Così come le gocce di cristallo che mi decorano il viso, lascio che le mie gambe crollino sotto il mio peso eccessivo, facendomi inginocchiare sul pavimento. Lo percepisco freddo, gelido, schegge che si piantano con ferocia nella mia carne, trapassando la stoffa dei jeans. Le labbra tremano leggermente, così come le mani, mentre la vista è appannata e il naso inizia a gocciolare, costringendomi a tirare costantemente in su.

Alle volte, mi domando che cos'abbia sbagliato nella mia vita e che cosa non riesca a vedere veramente. Ho tutto, allora perché alle volte mi sento così triste? Perché considero alto il mio dolore, quando rispetto ad altri non è altro che un rumore di fondo?

Mi hanno sempre detto che il dolore è soggettivo, non ce n'è uno più forte di un altro, eppure spesso mi sono sentita come una bambina capricciosa, egoista, che non pensa alla sofferenza altrui e si limita a guardare solo il proprio.

Ho errato molte volte, spesso senza neanche rendermene conto. Quanti sbagli si devono compiere, prima di rendersi conto delle cavolate che si compie?

Ti inginocchi con dolcezza di fronte a me, allungando una mano nella mia direzione, aumentando le lacrime già presenti e copiose. Mi guardi sorridendo, con le tue ali e i vestiti bianchi, luminosi, quasi accecanti. Mi sorridi, perfino gli occhi ti brillano, quasi fossero pietre preziose incastonate in un viso all'apparenza umano.

Il tremolio aumenta, tento di sussurrarti qualcosa, ma niente esce dalle mie labbra. Tenti di calmarmi, Angelo Bianco, asciugandomi le lacrime con le tue dita lunghe e gentili, sottili. Mi mormori che non devo dire niente, che basta il mio pianto silenzioso a parlare al posto mio.

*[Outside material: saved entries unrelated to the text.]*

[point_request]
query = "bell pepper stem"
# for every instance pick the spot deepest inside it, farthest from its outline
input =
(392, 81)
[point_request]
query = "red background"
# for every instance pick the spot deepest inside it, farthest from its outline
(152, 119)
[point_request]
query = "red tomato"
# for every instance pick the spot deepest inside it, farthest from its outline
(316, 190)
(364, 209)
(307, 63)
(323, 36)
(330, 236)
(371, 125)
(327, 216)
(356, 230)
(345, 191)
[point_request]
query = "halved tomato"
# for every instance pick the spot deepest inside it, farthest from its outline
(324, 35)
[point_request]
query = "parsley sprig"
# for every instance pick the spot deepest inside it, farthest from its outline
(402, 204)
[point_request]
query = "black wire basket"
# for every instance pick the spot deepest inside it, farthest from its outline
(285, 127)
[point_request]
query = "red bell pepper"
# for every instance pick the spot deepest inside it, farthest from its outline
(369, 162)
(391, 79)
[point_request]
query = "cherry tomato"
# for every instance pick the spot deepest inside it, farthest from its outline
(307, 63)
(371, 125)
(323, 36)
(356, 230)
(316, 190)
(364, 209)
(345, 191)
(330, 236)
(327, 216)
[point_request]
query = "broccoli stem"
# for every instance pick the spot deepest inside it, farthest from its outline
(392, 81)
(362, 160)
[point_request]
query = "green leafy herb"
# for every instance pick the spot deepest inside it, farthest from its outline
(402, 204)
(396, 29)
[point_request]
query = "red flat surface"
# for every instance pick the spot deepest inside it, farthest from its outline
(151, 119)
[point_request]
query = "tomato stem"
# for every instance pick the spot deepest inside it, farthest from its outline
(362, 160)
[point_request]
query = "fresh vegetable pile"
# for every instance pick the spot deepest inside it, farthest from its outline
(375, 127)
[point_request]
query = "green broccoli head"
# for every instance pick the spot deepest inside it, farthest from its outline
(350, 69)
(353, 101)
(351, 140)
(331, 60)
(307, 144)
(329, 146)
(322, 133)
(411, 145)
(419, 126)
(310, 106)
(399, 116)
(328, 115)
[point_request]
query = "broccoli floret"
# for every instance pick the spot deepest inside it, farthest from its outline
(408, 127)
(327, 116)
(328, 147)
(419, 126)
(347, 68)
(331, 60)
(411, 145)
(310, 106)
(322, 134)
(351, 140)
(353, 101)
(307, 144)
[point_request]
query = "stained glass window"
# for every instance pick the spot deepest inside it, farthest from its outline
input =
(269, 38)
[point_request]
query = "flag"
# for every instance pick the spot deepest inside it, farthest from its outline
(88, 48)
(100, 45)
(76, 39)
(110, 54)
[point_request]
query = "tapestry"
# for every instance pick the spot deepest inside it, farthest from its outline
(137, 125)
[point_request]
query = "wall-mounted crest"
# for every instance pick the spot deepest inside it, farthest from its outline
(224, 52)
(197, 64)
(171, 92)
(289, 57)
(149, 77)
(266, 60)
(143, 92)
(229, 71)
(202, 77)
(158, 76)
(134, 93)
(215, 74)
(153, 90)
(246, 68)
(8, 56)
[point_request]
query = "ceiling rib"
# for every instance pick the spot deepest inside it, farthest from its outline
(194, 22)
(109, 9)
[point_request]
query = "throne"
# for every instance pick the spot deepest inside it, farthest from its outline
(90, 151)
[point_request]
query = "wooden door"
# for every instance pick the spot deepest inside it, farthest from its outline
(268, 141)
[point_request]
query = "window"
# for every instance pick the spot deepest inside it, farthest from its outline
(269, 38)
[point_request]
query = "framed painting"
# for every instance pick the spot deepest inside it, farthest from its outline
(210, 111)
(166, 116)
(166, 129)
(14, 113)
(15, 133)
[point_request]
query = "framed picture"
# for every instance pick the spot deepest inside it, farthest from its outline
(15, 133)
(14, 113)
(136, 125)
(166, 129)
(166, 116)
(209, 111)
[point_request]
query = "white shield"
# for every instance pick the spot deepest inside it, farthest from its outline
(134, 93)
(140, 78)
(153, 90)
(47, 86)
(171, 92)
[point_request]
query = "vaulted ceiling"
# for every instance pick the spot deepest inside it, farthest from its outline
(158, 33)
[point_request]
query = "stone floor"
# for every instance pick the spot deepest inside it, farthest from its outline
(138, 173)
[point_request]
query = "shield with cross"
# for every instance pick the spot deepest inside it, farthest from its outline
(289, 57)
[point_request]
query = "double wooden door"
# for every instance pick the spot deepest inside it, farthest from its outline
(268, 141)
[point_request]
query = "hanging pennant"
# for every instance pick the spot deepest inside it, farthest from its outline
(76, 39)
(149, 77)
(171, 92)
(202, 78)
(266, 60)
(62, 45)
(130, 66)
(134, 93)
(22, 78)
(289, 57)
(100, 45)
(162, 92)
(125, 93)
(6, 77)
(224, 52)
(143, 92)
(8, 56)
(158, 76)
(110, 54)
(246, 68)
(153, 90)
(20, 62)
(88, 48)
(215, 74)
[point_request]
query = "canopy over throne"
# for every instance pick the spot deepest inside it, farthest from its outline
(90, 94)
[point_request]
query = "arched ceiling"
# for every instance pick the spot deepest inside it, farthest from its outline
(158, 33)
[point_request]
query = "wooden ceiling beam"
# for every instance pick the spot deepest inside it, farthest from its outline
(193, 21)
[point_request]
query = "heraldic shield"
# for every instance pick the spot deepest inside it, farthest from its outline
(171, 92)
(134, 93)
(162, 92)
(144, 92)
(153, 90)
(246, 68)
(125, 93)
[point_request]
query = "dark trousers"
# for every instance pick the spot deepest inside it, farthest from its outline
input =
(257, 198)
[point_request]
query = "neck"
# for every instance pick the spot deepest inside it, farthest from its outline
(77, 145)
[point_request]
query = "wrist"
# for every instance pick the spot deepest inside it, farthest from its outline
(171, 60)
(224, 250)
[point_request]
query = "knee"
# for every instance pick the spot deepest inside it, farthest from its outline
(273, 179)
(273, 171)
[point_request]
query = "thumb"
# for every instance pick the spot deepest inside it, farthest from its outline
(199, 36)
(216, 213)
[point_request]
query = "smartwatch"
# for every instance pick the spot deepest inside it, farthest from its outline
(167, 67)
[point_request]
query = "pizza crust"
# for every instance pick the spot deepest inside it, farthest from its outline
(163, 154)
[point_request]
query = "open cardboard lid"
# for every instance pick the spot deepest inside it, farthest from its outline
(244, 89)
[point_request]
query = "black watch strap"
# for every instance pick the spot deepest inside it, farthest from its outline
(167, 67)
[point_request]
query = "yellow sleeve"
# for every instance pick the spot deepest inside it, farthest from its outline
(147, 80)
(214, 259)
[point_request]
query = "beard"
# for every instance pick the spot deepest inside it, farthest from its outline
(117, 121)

Quando l'Angelo Nero non mi consola, sei subito pronto a prendere il sul posto. È come un'eterna lotta tra voi due nel mio cuore. Secondo l'Angelo Nero, non dovrei permetterti di avvicinarmi, mentre tu, caro Angelo Bianco, mi sussurri che l'altro mi farà solo del male, che devo lasciarlo perdere finché sono in tempo.

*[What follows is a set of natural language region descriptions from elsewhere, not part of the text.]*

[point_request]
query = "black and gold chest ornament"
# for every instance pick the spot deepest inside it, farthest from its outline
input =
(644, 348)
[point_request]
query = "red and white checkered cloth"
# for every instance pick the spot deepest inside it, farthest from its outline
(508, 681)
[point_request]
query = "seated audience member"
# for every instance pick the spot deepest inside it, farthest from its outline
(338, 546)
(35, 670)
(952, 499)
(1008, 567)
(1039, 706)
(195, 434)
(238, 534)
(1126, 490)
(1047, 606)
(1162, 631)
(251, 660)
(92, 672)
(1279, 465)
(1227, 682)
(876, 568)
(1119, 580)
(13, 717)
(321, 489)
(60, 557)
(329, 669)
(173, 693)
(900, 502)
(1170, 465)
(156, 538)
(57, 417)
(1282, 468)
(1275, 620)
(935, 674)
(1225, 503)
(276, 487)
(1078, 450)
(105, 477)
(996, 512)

Mi ha già ferito più volte, devo prestare attenzione, altrimenti i segni del fuoco e delle cicatrici saranno più evidenti che mai.

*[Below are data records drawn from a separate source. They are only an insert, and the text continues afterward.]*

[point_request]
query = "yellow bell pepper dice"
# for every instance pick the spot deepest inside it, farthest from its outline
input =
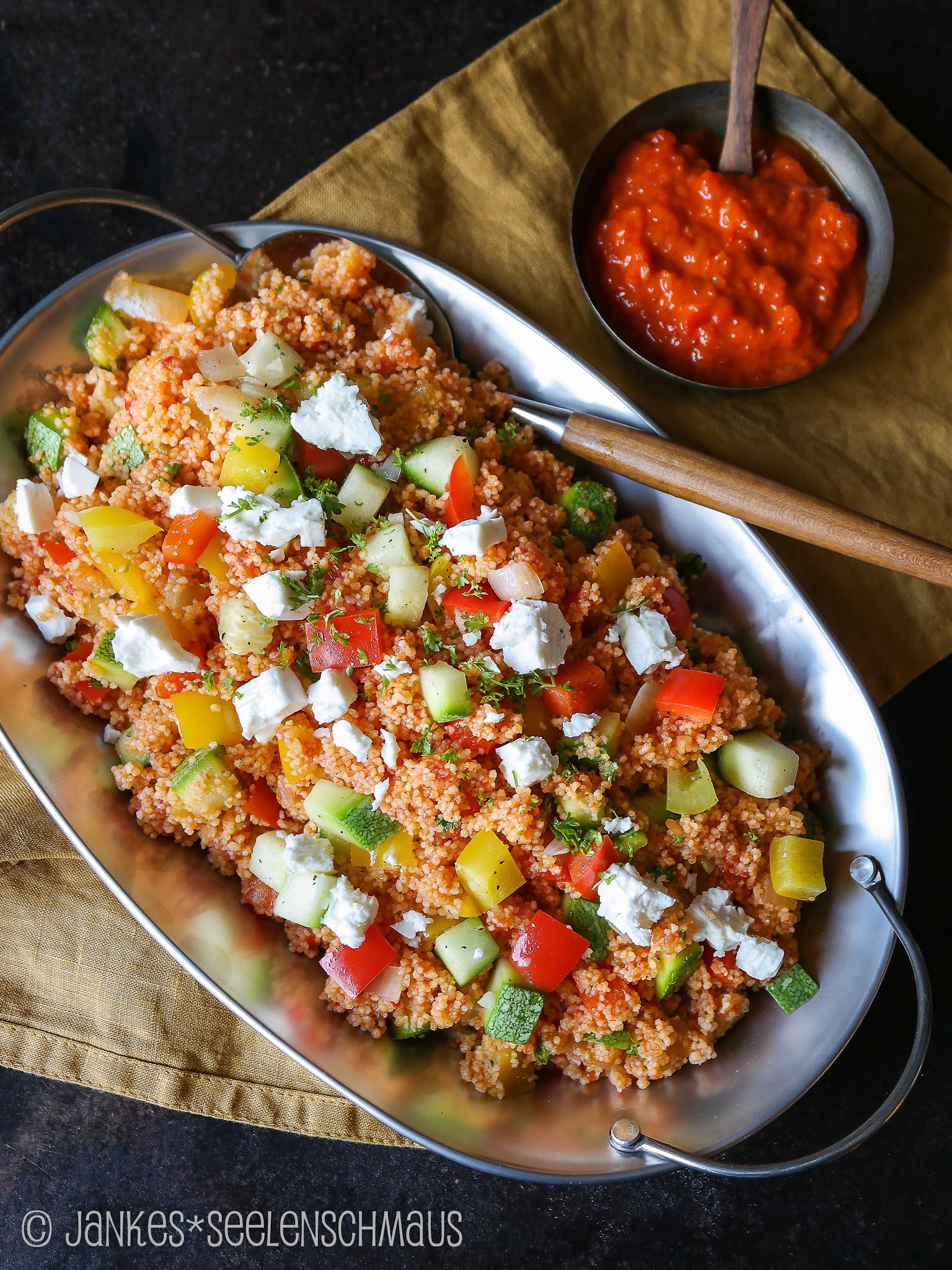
(488, 870)
(126, 578)
(206, 721)
(614, 572)
(796, 868)
(250, 464)
(211, 559)
(116, 528)
(398, 853)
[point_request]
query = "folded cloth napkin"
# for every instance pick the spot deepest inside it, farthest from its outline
(480, 172)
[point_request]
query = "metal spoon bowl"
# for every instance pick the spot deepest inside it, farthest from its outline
(705, 106)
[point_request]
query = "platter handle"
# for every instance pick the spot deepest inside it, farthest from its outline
(627, 1139)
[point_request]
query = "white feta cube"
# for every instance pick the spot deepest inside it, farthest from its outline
(579, 726)
(270, 360)
(195, 498)
(338, 418)
(52, 623)
(475, 538)
(145, 646)
(332, 695)
(617, 825)
(759, 958)
(648, 641)
(390, 750)
(306, 853)
(270, 593)
(75, 478)
(266, 701)
(630, 905)
(412, 926)
(532, 636)
(526, 761)
(33, 507)
(715, 920)
(352, 739)
(350, 913)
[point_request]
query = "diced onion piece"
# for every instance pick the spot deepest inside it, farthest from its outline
(387, 986)
(640, 710)
(226, 402)
(141, 300)
(220, 365)
(516, 582)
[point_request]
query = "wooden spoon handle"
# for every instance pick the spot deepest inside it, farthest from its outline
(748, 31)
(678, 470)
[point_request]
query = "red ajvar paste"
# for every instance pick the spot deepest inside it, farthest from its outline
(728, 280)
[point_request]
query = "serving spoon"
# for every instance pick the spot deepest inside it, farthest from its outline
(651, 460)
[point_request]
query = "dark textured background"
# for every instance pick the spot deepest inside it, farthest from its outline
(215, 109)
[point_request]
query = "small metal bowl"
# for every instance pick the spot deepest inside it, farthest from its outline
(705, 106)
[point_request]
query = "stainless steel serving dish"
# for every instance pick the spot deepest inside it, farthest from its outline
(558, 1133)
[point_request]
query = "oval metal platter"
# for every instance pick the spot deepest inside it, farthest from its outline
(560, 1130)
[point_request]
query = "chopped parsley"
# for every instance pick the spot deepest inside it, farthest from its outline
(690, 567)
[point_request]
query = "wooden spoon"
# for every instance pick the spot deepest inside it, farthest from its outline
(748, 30)
(697, 478)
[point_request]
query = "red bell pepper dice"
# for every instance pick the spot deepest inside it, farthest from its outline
(460, 494)
(460, 605)
(59, 551)
(586, 870)
(323, 463)
(355, 639)
(690, 695)
(579, 689)
(678, 610)
(547, 950)
(263, 804)
(188, 536)
(353, 969)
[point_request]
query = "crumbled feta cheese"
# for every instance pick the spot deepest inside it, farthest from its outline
(415, 314)
(532, 636)
(260, 518)
(759, 958)
(648, 641)
(412, 926)
(617, 825)
(266, 701)
(350, 913)
(145, 646)
(52, 623)
(270, 593)
(306, 853)
(714, 918)
(338, 418)
(392, 668)
(195, 498)
(390, 751)
(578, 726)
(352, 739)
(33, 507)
(475, 538)
(75, 477)
(332, 695)
(630, 905)
(526, 761)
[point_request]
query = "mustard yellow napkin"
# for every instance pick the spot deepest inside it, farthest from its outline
(480, 173)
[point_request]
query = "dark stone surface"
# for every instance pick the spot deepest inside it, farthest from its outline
(104, 93)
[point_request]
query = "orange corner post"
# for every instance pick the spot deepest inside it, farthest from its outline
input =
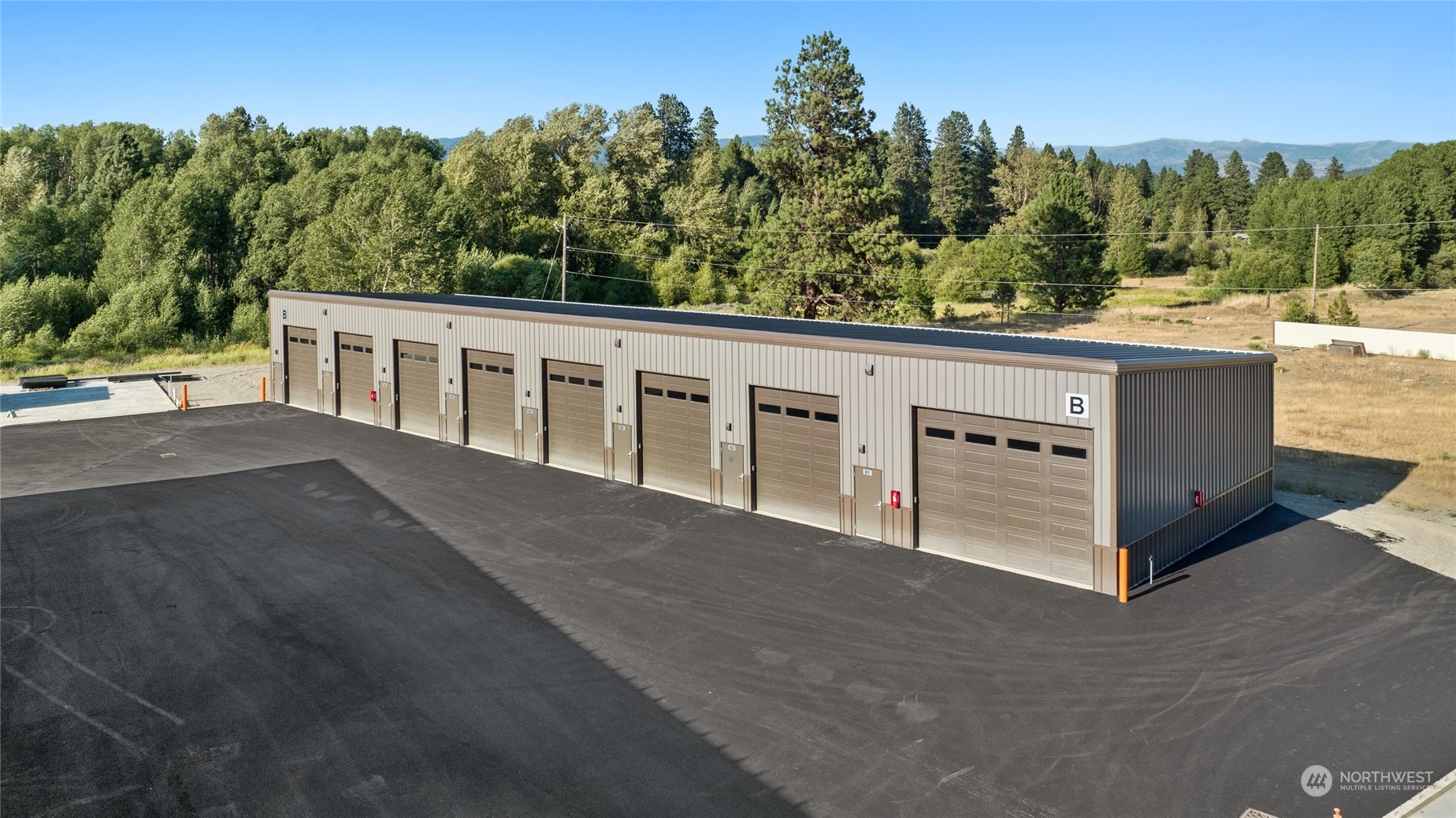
(1121, 575)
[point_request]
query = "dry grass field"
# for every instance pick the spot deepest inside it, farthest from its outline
(1359, 429)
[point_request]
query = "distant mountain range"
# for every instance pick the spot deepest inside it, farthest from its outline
(1171, 153)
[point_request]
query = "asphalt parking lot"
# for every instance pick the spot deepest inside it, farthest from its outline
(255, 610)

Alzo una mano ancora tremante, ti accarezzo il viso sfiorando i soffici capelli corvini, per poi sentire contro il palmo la tua guancia, calda come sempre. Il torpore che mi emani è enorme, apparentemente troppo forte alle volte, anche se non mi hai mai scottato eccessivamente.

Mi offri le tue braccia e io non riesco a rifiutare. Mi getto nel tuo abbraccio, lascio che il tuo calore raggiunga il mio cuore ferito, mentre le tue ali candide mi avvolgono in un conforto che mi piace definire "casa".

Teneramente e con calma, mi accarezzi la testa con una mano, stringendomi a te con l'altro braccio. Cerco di scacciare, nel frattempo, la voce dell'altro Angelo che mi dice di fuggire, che non sei così diverso da lui.

Che in fondo, gli Angeli sono tutti uguali, cambia solo il colore.

Eppure le coccole che mi stai riservando sono così confortanti, che non riesco a staccarmi. Sto bene, confortata tra le braccia di qualcuno che, a differenza di te, mio dolce Angelo Nero, c'è adesso che ne ho bisogno.

Avrò paura con entrambi, eppure continuo a cercarli, trovando uno quando manca l'altro e viceversa. Anche se non nella realtà, almeno li ho come conforto in un mondo parallelo, dove nulla è impossibile e io posso sfogarmi e ricevere la loro dolcezza, il loro calore.

Non sempre, tutto è possibile, le delusioni servono anche a insegnarci questo. Ci rimani male. Vorresti spaccare qualcosa. Piangi fino a quando non ti rimane nemmeno più una lacrima da versare. Ti senti stremata, con l'unico forte desiderio che quella cosa che ti fa ridurre così, scompaia e basta.

Alla fine, il dolore ti consuma se non lo blocchi. In qualche modo, si deve tamponarlo, per fare in modo che non ti divori l'anima, creando voragini di emozioni che portano a quelle più sbagliate, quelle talmente profonde e recondite che perfino la mente umana cerca di celarle, sperando non vengano mai a galla.

Bisogna scavarsi la propria via d'uscita.